Anthropologists Tanya Peres and Kelly Ledford of Florida State University inspected turkey bones that they found in archaeological sites in Tennessee and found a couple of different clues indicating that they were not from wild turkeys, but domesticated ones. They were dated to 1200 - 1400 A.D.

An inordinate number of males to females was one indication of possible domestication. Peres and Ledford note that typical wild flocks have more females than males. So the only way this could slip would be if it were done intentionally.

The authors surmised that male turkey bones were probably favored for tools. "And they certainly would have favored males for their feathers. They tend to be much brighter and more colorful than the female species," said Peres in a public statement.
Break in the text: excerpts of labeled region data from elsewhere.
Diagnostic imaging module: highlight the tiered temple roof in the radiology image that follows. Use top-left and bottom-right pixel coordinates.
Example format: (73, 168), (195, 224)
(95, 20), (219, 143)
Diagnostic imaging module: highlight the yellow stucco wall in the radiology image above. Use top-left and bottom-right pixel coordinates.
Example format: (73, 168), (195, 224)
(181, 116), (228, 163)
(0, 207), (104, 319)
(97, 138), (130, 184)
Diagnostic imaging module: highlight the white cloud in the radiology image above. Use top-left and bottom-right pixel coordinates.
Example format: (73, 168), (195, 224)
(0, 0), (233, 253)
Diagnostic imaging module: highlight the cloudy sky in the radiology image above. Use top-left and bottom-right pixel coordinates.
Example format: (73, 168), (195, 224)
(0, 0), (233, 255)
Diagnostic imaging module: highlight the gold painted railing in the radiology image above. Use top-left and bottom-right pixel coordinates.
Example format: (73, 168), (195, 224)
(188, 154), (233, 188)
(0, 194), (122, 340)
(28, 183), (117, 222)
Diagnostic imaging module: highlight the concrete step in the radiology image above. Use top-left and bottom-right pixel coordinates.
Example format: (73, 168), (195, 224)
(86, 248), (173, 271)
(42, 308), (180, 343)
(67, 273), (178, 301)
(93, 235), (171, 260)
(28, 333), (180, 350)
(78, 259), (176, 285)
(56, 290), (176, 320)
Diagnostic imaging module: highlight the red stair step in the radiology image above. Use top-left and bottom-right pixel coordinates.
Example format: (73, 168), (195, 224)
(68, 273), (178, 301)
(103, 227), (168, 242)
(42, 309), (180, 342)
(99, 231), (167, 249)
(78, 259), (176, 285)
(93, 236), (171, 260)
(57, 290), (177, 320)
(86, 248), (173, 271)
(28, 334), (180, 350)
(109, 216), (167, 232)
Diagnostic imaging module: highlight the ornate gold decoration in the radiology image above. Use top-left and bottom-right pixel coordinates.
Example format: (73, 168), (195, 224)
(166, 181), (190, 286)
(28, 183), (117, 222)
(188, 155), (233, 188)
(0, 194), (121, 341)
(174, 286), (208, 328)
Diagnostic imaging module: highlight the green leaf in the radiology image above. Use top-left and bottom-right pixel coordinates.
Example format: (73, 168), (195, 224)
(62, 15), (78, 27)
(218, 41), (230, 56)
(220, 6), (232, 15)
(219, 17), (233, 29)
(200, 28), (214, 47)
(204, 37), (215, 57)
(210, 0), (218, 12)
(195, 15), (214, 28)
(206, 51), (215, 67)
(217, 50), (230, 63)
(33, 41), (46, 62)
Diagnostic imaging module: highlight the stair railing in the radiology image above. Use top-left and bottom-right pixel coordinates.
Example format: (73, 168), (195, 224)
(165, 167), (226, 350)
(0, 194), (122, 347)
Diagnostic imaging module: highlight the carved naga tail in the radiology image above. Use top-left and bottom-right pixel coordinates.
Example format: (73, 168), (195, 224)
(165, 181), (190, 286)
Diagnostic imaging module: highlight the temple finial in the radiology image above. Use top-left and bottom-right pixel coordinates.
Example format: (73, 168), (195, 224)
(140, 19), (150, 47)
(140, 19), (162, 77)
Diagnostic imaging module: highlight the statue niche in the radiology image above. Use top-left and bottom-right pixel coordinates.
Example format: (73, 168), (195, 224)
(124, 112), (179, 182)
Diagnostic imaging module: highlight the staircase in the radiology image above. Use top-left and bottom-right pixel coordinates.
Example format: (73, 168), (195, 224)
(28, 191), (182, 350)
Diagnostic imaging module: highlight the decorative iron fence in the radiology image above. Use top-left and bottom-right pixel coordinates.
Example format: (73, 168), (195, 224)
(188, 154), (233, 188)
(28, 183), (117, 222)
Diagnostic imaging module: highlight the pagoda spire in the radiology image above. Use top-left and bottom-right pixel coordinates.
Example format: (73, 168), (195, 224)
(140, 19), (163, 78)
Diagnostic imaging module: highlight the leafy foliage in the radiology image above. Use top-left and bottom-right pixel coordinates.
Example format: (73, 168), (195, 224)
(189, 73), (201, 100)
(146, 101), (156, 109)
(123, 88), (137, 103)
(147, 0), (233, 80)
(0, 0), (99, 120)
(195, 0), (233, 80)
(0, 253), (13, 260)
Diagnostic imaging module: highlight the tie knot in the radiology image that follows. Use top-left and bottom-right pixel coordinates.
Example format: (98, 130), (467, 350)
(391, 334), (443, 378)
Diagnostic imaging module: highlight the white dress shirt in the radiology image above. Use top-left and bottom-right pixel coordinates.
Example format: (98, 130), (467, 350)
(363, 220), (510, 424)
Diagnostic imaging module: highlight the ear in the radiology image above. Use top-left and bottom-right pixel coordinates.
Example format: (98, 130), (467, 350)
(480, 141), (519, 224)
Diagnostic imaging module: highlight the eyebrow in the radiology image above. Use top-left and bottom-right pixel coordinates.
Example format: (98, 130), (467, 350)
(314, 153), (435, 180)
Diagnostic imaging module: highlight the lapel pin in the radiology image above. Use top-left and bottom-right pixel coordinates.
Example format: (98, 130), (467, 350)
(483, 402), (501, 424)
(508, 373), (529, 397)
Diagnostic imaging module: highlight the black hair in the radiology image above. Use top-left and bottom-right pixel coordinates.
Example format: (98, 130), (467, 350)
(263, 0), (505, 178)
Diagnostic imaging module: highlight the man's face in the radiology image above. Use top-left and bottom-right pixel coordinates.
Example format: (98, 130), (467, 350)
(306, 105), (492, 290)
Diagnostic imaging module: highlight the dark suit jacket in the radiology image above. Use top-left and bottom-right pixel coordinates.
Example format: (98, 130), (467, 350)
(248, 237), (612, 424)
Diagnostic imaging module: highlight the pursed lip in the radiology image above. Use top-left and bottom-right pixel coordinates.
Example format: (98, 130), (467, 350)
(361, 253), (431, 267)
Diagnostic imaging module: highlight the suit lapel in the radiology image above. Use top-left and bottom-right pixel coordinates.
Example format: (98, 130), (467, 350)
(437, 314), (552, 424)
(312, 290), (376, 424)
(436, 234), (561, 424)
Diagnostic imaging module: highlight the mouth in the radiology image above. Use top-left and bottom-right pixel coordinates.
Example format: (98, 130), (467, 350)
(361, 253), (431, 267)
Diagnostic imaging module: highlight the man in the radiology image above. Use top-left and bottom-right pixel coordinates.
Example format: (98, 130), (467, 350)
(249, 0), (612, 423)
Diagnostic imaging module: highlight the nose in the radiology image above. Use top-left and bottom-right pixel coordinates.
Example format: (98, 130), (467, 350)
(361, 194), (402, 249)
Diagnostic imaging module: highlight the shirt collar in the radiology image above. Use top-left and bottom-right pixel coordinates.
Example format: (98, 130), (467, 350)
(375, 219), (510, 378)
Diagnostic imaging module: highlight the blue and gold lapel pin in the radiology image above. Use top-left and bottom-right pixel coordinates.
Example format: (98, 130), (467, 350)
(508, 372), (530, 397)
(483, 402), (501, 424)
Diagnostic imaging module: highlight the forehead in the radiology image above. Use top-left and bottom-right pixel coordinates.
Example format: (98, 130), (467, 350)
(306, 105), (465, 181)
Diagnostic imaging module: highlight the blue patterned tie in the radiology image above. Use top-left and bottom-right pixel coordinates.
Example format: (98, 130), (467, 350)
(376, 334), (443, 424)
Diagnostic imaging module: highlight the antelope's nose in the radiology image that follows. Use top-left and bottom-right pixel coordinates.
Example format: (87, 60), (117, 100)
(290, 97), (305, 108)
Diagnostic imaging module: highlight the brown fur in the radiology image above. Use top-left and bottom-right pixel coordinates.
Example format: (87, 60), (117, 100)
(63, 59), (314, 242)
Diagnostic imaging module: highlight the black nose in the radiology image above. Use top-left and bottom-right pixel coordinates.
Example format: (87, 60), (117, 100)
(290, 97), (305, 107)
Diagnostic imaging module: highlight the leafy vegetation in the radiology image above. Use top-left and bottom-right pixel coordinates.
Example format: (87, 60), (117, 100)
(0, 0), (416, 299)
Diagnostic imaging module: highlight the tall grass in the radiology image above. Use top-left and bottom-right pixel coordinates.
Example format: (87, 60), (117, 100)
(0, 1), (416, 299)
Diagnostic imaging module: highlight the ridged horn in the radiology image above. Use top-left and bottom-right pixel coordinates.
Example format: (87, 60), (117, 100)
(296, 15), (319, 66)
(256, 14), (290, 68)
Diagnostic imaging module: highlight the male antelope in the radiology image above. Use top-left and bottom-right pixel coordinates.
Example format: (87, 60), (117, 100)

The other eyebrow-raising clue they came across was the sheer size of the bones. The turkey skeletons they were coming across were more robust than normal wild gobblers. This could be because they were being fed grains like corn regularly by humans.

Both Peres and Ledford are next working on sequencing the DNA of these turkey skeletons to determine if they did indeed eat corn or something like it. If they did, a chemical signature should show up.

Scientists have known that turkeys were a part of many Native American cultures long before 1621—their feathers were affixed to arrows and adorned headdresses and clothing, and their meat was eaten for food—but as Peres explained "In the Americas, we have just a few domesticated animals," and as such researchers, until now, haven't ever considered the possibility of Native Americans domesticating turkeys.